Diversas condutas são tipificadas no Código Penal (CP) como crimes contra a liberdade sexual: [i] constranger mulher à conjunção carnal mediante violência ou grave ameaça (estupro) [ii] constranger alguém, mediante violência ou grave ameaça, a praticar ou permitir que com ele se pratique ato libidinoso diverso da conjunção carnal (atentado violento ao pudor) [iii] ter conjunção carnal com mulher mediante fraude (posse sexual mediante fraude) [iv] induzir alguém, mediante fraude, a praticar ou submeter-se a prática de ato libidinoso diverso da conjunção carnal (atentado ao pudor mediante fraude) [v] constranger alguém com o intuito de obter vantagem ou favorecimento sexual, prevalecendo-se o agente da sua condição de superior hierárquico ou ascendência inerentes ao exercício de emprego, cargo ou função (assédio sexual). Com exceção desta última, a conduta dos jogadores publicamente revelada pode ser enquadrada em qualquer das outras mencionadas. [CP 213/216]. 

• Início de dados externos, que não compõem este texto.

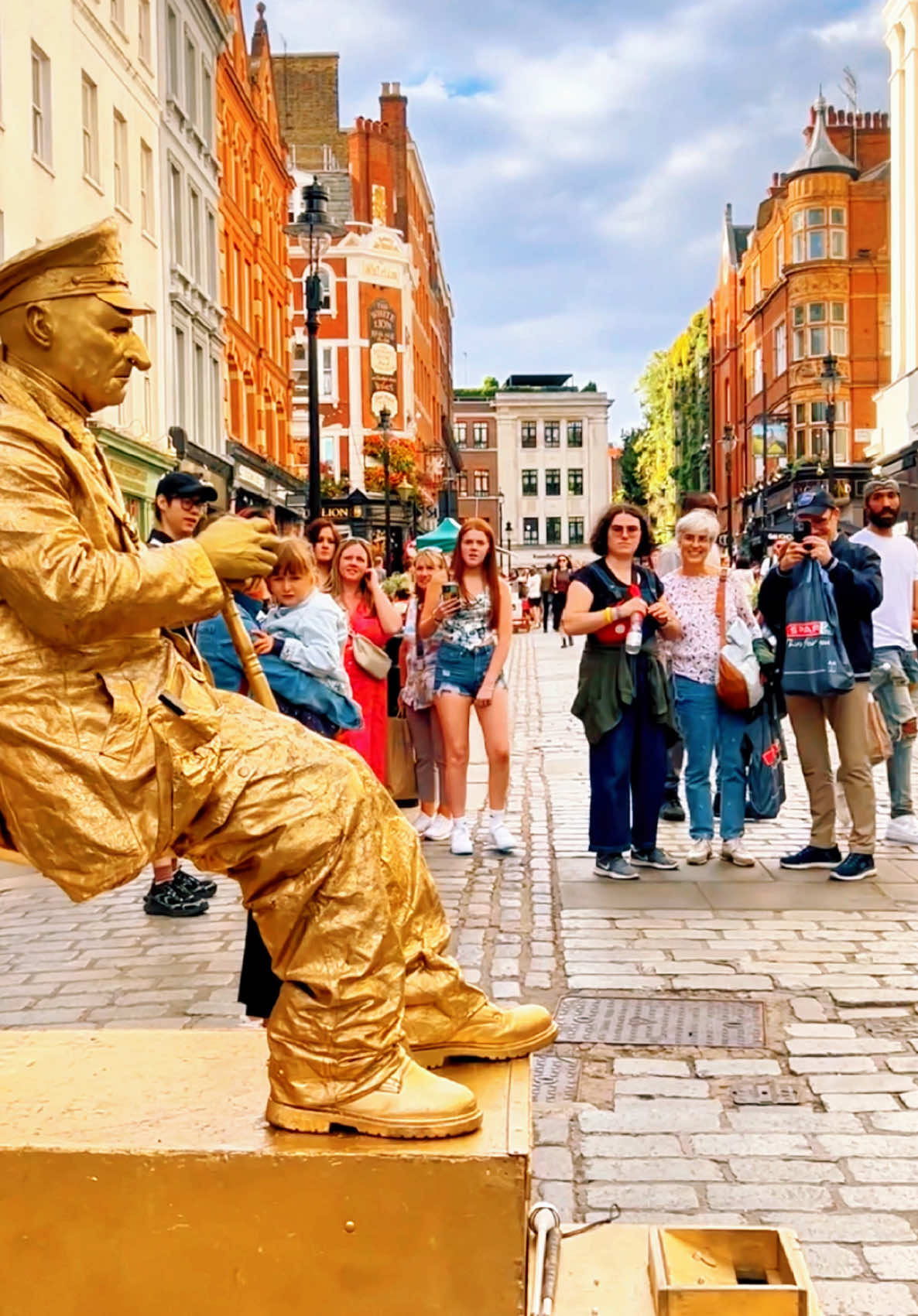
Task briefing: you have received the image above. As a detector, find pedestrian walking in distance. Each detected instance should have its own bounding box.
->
[658,508,762,869]
[851,477,918,845]
[759,490,882,882]
[563,503,681,879]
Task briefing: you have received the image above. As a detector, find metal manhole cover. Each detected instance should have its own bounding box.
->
[557,996,766,1049]
[532,1055,580,1102]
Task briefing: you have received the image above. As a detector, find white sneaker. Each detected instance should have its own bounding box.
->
[721,836,756,869]
[411,811,433,836]
[424,813,453,841]
[886,813,918,845]
[488,822,516,854]
[449,820,475,854]
[685,836,711,863]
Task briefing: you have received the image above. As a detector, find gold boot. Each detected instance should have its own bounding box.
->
[265,1053,482,1138]
[404,1000,558,1068]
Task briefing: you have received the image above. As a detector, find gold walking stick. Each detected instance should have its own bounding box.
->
[223,586,278,713]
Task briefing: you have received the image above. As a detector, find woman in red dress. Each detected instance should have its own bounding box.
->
[325,539,402,785]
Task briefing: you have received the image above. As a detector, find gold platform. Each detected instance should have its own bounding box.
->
[0,1029,529,1316]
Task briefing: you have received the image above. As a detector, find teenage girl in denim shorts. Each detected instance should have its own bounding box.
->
[417,517,516,854]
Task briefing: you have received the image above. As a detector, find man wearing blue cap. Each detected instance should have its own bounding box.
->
[759,490,882,882]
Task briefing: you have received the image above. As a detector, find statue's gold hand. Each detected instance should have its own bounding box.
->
[197,516,279,580]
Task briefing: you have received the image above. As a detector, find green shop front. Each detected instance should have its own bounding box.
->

O fato de a relação sexual ser eventualmente combinada não significa que a mulher esteja obrigada a consuma-la. À caracterização do crime são indiferentes a nacionalidade, o estado civil, a profissão, a raça, a cor, a posição social e o patrimônio do agente e da vítima. O agente e a vítima podem ser celebridades artísticas, ídolos do esporte, expoentes da política, grandes empresários, ou pessoas comuns. A prostituta pode ser vítima de estupro quando decide não consumar a relação sexual com o cliente. Os crimes contra a liberdade sexual implicam fraude, constrangimento, grave ameaça e violência; são praticados contra o corpo, a vontade e a dignidade da mulher. Derivam do incontido apetite sexual do homem, da necessidade de autoafirmação, da sede de poder, da ânsia de domínio. O agente desconsidera a alma da mulher e a trata como objeto da sua lascívia. 

MACHISMO

Na sociedade brasileira ainda se nota forte presença do patriarcalismo e do machismo, em que pese a esperança implícita em “O Crepúsculo do Macho” de Fernando Gabeira. A imoralidade dos costumes vem referida direta ou indiretamente nas obras de cunho sociológico como as de Gilberto Freyre (Casa Grande e Senzala) e Darcy Ribeiro (O Povo Brasileiro), literárias como as de Mario Andrade (Macunaíma) e Jorge Amado (Gabriela, Cravo e Canela), nas peças humorísticas como as encenadas na TV por Chico Anísio e Jô Soares, nas novelas de TV como "O Bem Amado", em filmes como "Pixote" e "Bacurau", no cancioneiro popular como os versos cantados por Caetano Veloso (não há pecado abaixo do equador; é proibido proibir) e Chico Buarque (se gritar pega ladrão, não sobra um meu irmão). 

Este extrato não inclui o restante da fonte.